Evelyn Makena @evemake_g
Within the precinct of Nazareth Hospital, Kiambu County, three young people stir a blue solution vigorously. It’s a monthly process of making soap. One of the activities the young people living with HIV/Aids engage in when they meet for their clinic sessions.
“It’s a good break from just focusing on our status. We meet, share our experiences, keep busy, learn skills and have a good time,” says PK, a confident and inquisitive lad as his friends Grace and Dan nod in agreement.
PK, 23 was diagnosed with HIV in 2008 just as he was about to sit his Kenya Certificate of Primary Education(KCPE) examination. The tiniest in his class, PK suffered malnutrition and was sickly before the doctors made the diagnosis.
Grace terms her diagnosis with HIV as mysterious. She was nine when doctors discovered she was HIV-positive. It was difficult explaining how she contracted the virus since both parents are HIV negative.
“My parents had it rough, and my mother almost committed suicide. Doctors insisted that I undergo a DNA test to confirm if I was really their biological child, but my parents refused,” says the 23 year old.
It’s only after losing both his parents in 2004 that Dan’s guardians discovered that he had HIV. Growing Up, Grace, PK and Dan were made to believe that they were on daily pills to treat chronic conditions. When they grew older, it was devastating to discover that they were living with a disease that attracted shame and stigma from the society.
As adolescents living with HIV, adhering to medication did not come easy. “There is always the fear that someone will see you taking the medication and find out your status.
Taking medication requires a lot of discipline as it has to be taken in specific times of the day that the doctor and patient agree on,” says Dan, 21, an Electrical Engineering student at a university in Kiambu. Since joining a HIV youth support group at Nazareth Hospital in 2015, he feels motivated to adhere to his treatment.
There are 132 youths like Dan aged 10-24 years in the support group that were either diagnosed with HIV as children or adolescents and are now taking charge of their health. According to Eric Munene, Programme Coordinator, HIV Clinic, Nazareth Hospital, the idea to start a youth programme was informed by the ambitious global treatment 90-90-90 aimed at ending the Aids epidemic.
“The first 90 focuses on testing to ensure that 90 per cent of people living with HIV know their status by 2020 and are linked to care.
The second 90 is about having those diagnosed with HIV start anti-retroviral treatment while the last one is about viral suppression. Our focus was to achieve the third 90 among the youths,” he says.

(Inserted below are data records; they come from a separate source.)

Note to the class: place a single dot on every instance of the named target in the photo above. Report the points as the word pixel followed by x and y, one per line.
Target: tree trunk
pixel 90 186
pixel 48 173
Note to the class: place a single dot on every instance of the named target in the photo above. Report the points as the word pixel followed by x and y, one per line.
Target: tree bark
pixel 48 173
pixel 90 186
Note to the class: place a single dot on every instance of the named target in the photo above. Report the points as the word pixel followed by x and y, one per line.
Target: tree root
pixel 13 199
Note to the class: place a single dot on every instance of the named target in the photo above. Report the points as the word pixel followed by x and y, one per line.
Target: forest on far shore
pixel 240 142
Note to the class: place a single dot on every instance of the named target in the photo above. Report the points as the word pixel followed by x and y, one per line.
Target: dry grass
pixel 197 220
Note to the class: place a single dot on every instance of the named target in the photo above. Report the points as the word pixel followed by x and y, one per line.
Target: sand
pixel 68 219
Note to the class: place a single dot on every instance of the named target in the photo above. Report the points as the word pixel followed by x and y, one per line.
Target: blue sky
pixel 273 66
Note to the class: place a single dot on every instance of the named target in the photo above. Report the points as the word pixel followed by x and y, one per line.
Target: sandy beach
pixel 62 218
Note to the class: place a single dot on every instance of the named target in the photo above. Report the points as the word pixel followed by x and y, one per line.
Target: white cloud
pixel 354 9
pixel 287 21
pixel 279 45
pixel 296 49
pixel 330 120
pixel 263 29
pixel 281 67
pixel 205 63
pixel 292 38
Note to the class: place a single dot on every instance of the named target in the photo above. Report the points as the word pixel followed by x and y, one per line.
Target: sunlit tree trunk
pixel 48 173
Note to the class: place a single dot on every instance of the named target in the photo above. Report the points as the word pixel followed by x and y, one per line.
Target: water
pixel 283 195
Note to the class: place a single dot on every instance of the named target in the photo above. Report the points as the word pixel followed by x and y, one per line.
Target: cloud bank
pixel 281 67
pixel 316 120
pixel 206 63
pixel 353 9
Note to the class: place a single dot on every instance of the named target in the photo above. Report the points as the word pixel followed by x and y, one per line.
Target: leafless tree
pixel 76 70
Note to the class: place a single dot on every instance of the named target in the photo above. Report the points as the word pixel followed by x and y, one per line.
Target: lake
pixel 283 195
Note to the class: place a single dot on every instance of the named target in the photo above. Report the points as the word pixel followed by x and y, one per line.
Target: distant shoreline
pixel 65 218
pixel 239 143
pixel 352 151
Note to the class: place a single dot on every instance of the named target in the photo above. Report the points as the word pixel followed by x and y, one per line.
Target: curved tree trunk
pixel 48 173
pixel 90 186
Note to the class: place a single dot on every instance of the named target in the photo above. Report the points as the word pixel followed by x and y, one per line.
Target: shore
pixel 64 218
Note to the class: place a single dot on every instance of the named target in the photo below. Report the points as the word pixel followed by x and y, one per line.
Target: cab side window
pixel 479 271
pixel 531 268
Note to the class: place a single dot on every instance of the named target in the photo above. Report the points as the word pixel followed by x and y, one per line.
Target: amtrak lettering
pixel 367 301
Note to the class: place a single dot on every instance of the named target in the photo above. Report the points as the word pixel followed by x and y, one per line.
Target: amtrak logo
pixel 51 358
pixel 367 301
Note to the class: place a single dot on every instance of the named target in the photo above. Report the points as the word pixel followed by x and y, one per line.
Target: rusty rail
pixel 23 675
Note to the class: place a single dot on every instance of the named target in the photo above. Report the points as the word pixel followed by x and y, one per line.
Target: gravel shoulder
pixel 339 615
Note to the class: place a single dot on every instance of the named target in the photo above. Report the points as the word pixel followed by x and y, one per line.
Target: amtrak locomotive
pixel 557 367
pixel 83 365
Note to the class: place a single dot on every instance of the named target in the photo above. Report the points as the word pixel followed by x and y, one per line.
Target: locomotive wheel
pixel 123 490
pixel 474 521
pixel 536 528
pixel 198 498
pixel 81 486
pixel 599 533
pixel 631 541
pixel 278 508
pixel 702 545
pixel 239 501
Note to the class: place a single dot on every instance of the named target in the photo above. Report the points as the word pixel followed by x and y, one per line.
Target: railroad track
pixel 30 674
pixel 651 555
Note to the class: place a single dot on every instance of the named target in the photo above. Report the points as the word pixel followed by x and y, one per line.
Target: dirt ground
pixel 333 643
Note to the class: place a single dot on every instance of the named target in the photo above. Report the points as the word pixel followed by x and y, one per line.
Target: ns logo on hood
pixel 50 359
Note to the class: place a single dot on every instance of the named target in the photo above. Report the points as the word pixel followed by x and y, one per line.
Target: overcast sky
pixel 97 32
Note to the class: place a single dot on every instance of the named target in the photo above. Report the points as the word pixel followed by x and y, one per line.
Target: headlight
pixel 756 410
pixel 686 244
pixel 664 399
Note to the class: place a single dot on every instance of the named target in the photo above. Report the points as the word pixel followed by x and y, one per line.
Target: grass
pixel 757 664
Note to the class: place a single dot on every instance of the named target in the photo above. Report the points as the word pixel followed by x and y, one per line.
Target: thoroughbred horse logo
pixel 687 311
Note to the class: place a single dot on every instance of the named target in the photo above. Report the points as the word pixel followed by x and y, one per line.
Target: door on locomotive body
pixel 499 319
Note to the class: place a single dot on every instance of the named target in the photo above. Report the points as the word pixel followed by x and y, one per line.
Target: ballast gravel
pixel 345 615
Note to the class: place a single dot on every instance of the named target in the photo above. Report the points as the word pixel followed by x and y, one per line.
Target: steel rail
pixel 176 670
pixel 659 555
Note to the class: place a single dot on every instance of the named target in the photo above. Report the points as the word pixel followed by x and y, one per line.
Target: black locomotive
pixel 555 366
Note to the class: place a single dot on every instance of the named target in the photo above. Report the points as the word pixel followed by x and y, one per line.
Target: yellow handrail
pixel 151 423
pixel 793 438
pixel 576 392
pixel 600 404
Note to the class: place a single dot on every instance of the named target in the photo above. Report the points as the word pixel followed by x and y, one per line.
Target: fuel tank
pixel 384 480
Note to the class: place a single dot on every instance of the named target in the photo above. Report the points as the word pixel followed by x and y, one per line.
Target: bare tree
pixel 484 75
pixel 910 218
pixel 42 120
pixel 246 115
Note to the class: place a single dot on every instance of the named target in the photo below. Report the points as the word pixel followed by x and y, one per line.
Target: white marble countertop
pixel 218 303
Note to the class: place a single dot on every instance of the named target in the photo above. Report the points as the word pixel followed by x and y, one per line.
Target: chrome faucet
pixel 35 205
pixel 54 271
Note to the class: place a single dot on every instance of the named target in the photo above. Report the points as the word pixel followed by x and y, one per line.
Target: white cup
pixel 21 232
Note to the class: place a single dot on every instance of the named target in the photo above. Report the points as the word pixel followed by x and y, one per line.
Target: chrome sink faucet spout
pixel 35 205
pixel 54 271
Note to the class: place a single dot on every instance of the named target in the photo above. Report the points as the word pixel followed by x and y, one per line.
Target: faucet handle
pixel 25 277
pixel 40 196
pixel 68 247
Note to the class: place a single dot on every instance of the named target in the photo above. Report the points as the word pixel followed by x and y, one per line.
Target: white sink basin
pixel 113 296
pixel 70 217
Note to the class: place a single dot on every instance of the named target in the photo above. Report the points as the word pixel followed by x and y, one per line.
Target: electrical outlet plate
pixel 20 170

Countrywide, there is low adherence to anti-retroviral treatment among youths, which in turn leads to low viral suppression. “In our case the situation was so dire that we lost five youths to HIV in 2015 alone,”adds Munene.
When patients adhere to ART by taking their medication as advised by medics, it becomes difficult for the disease to progress or affect the normal functioning of the body.
Successful viral suppression also lowers the chances of spreading HIV. The youth programme was started to increase engagement with youths living with HIV by packaging information in a way they could identify with.
“Low adherence to drugs was mainly due to the fact that youths felt like information was being imposed on them. To bridge this gap we came up with a peer mentorship programme where we empower youths with information and they then disseminate it to others,”says Munene.
While in the process of learning more about HIV, youths engage in income generating activities such as yoghurt making, bead work, art work, soap making and farming. Currently, the hospital is the only market for their products. The hospital has seven other satellite clinics within Kiambu running similar programmes that are impacting on over 350 youths.
There have been significant positive effects of this programme. There has been an improvement of viral suppression from 76 per cent in 2015 to 92 per cent currently, which is attributable to high adherence to ART among the youths.
Hospital admissions for the youths have decreased from 10 per year when we began to only four in a year now. Besides, as youths learn more about taking charge of their health, they also acquire skills, which they can use to earn a living. Income generated from these skills helps the youths get facilitation to regularly attend their clinics, which take place once a month.
Recently released statistics by National AIDS Control Council (NACC), there were 52,767 new infections in 2017 with young people 15-24 accounting for one third of the figure (17,677). Kiambu County recorded 730 new infections among youths 15-24 in 2017.
It tops the eight counties in Mt Kenya region with the highest number of new infections among youths which contribute 61 per cent of the overall figure.
Widespread substance abuse is one of the factors that’s contributing to high HIV new infections in Kiambu county youths. “Judgement is impaired when one is under influence of drugs, which may lead to engagement in irresponsible sexual behavior,” says Munene.
Owing to its proximity to the capital city, Kiambu has many institutions of higher learning with a high number of youths. Drug abuse is also escalated by a high rate of unemployment in the county.